Sonnets are full of love, and this my tome
by Christina Rossetti
Sonnets are full of love, and this my tome
Has many sonnets: so here now shall be
One sonnet more, a love sonnet, from me
To her whose heart is my heart’s quiet home,
To my first Love, my Mother, on whose knee
I learnt love-lore that is not troublesome;
Whose service is my special dignity,
And she my loadstar while I go and come
And so because you love me, and because
I love you, Mother, I have woven a wreath
Of rhymes wherewith to crown your honored name:
In you not fourscore years can dim the flame
Of love, whose blessed glow transcends the laws
Of time and change and mortal life and death.
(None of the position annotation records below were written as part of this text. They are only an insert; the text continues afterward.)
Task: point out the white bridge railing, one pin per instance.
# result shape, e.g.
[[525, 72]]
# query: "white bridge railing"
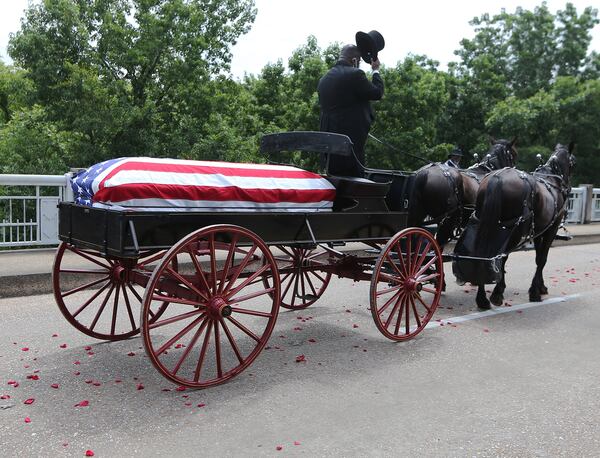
[[29, 214], [28, 209]]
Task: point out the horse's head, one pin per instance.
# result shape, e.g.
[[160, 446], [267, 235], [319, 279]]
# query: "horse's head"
[[502, 153], [562, 161]]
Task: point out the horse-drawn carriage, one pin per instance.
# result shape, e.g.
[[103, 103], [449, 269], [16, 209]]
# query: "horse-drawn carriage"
[[207, 285], [204, 286]]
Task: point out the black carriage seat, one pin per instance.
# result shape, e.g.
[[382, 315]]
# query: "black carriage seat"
[[359, 194], [353, 194]]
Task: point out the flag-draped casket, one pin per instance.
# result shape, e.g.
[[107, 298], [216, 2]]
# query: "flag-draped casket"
[[141, 183]]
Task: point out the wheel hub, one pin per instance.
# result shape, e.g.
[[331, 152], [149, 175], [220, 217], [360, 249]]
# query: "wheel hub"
[[218, 307], [119, 274], [413, 285]]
One doesn't usually find sonnets addressed to mothers; indeed, mothers are very much an underused topic for poems. But at the same time, if you look at poems about mothers, you find that they are often not very good; Rossetti manages to give us something serviceable in a couple of poems, but poems about mothers tend to be rather weak. I suppose one possible theory is that motherhood as most people find it is a homely topic, in the strict and straight sense, its attractions lying in things as diverse and simple as warm hugs and peanut butter sandwiches and clean socks, and while one could have excellent poems about such very un-strange things, one can hardle expect such poems to be as common as for things that get their attraction in part from their striking strangeness -- like lovers and wives! Whatever the reason, Rossetti makes up the lack a bit here.